Audience Theory Flashcards
1
Q
What is Albert Bandura’s Media Effects theory?
A
- the idea that the media can implant ideas in the mind of the audience directly
- the idea that audiences acquire attitudes, emotional responses and new styles of conduct through modelling
- the idea that media representations of transgressive behaviour, such as violence or physical aggression, can lead audience members to imitate those forms of behaviour.
2
Q
What is George Gerbner’s Cultivation theory?
A
- the idea that exposure to repeated patterns of representation over long periods of time
can shape and influence the way in which people perceive the world around them (i.e.

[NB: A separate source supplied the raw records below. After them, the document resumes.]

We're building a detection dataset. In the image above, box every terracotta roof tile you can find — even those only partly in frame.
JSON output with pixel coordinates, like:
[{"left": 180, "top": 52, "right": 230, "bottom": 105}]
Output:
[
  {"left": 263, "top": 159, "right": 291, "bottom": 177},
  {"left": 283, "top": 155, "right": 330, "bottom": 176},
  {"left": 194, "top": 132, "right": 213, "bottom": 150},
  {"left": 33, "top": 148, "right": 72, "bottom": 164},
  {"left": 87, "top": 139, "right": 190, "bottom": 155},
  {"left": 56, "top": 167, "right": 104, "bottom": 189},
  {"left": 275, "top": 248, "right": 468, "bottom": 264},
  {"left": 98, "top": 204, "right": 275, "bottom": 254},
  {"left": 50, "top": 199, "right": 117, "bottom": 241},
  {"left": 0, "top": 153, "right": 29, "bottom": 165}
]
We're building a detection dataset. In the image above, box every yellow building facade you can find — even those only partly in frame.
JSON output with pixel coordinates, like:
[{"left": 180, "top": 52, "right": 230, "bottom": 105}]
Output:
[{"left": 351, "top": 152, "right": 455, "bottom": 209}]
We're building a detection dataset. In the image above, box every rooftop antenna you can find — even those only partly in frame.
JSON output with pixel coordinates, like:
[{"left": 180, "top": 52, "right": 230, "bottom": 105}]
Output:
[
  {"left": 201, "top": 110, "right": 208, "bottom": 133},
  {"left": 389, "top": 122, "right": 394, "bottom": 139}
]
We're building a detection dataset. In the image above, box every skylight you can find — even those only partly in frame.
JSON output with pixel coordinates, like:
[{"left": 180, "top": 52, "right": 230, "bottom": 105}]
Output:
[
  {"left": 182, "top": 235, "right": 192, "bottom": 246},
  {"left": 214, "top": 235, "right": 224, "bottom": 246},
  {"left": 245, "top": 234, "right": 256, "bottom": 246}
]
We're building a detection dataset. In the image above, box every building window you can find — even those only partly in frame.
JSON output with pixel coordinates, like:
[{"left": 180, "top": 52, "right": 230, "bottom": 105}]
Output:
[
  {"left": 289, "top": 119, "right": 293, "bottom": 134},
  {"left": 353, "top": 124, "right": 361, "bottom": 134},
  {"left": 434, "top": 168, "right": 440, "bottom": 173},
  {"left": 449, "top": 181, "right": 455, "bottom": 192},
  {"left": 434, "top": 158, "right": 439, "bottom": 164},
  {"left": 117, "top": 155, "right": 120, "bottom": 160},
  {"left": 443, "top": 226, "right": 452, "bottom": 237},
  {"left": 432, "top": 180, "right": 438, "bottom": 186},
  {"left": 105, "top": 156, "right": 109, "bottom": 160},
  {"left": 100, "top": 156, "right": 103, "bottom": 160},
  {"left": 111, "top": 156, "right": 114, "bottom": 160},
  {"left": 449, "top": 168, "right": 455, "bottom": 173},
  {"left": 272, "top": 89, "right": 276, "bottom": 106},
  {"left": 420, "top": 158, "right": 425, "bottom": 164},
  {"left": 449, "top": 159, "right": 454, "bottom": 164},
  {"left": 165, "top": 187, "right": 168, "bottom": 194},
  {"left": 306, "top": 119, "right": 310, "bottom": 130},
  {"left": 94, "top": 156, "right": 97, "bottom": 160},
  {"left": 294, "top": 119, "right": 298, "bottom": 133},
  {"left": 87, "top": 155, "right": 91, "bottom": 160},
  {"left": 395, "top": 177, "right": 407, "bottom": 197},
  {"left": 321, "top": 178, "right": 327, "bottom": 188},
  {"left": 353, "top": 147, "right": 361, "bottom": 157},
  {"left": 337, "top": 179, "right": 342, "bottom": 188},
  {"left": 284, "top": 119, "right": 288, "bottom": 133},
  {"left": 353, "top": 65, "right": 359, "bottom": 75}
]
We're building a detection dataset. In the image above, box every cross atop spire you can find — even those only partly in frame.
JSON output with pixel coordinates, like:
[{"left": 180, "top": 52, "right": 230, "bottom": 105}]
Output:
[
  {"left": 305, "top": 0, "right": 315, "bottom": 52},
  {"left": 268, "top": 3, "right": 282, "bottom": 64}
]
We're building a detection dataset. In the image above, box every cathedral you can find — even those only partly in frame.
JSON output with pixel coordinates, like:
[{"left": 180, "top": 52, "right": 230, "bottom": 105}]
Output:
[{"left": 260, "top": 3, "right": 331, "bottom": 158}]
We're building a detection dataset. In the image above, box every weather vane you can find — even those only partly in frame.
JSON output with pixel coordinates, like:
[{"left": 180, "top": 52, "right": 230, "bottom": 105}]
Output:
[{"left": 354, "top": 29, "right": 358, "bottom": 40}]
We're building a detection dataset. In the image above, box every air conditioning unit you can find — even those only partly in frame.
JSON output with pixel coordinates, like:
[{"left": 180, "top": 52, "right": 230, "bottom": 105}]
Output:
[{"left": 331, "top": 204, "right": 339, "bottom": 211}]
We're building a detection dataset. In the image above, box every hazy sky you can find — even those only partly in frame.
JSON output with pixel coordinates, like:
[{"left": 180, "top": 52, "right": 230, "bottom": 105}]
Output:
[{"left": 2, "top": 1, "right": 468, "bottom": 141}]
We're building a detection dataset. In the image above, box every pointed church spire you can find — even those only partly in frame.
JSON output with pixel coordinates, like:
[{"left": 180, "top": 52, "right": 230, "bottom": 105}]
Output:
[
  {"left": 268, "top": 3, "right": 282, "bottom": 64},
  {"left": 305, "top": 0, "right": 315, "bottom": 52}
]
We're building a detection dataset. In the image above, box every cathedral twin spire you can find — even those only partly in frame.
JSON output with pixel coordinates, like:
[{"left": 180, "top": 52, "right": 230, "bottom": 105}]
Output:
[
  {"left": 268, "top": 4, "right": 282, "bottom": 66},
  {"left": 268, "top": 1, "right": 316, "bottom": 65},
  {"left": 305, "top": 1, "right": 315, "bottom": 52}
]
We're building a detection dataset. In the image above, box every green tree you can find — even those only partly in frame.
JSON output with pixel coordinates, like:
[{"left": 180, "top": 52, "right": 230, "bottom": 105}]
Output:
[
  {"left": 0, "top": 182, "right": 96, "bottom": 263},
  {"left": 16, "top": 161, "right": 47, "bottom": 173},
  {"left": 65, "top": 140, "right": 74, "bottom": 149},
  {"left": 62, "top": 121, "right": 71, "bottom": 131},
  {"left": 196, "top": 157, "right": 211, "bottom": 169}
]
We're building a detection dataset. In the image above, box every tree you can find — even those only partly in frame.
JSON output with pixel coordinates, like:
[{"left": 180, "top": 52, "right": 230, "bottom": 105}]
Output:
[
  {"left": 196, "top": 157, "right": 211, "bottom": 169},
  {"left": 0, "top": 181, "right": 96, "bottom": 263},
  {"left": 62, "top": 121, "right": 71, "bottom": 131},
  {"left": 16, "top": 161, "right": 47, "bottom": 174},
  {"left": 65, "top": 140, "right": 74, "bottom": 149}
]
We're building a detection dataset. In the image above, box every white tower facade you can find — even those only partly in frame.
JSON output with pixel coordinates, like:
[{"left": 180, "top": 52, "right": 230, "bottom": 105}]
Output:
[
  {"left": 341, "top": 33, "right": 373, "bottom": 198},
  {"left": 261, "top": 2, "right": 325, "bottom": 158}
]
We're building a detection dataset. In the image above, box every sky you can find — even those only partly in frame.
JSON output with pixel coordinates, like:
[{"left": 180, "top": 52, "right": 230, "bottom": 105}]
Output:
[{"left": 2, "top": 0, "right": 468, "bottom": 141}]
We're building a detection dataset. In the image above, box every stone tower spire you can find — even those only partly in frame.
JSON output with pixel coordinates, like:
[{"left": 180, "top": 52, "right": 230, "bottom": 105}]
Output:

cultivating particular views and opinions) - the idea that cultivation reinforces mainstream values (dominant ideologies).
3
Q
What is Stuart Hall’s Reception theory?
A
- the idea that communication is a process involving encoding by producers and decoding by audiences
- the idea that there are three hypothetical positions from which messages and meanings may be decoded:
o the dominant-hegemonic position: the encoder’s intended meaning (the preferred reading) is fully understood and accepted
o the negotiated position: the legitimacy of the encoder’s message is acknowledged in general terms, although the message is adapted or negotiated to better fit the decoder’s own individual experiences or context
o the oppositional position: the encoder’s message is understood, but the decoder disagrees with it, reading it in a contrary or oppositional way.
4
Q
What is Henry Jenkin’s Fandom theory?
A
- the idea that fans are active participants in the construction and circulation of textual meanings
- the idea that fans appropriate texts and read them in ways that are not fully authorised the media producers (‘textual poaching’)
- the idea that fans construct their social and cultural identities through borrowing and inflecting mass culture images, and are part of a participatory culture that has a vital social dimension.
5
Q
What is Clay Shirky’s End of Audience theory?
A
- the idea that the Internet and digital technologies have had a profound effect on the relations between media and individuals
- the idea that the conceptualisation of audience members as passive consumers of mass media content is no longer tenable in the age of the Internet, as media consumers have now become producers who ‘speak back to’ the media in various ways, as well as
creating and sharing content with one another.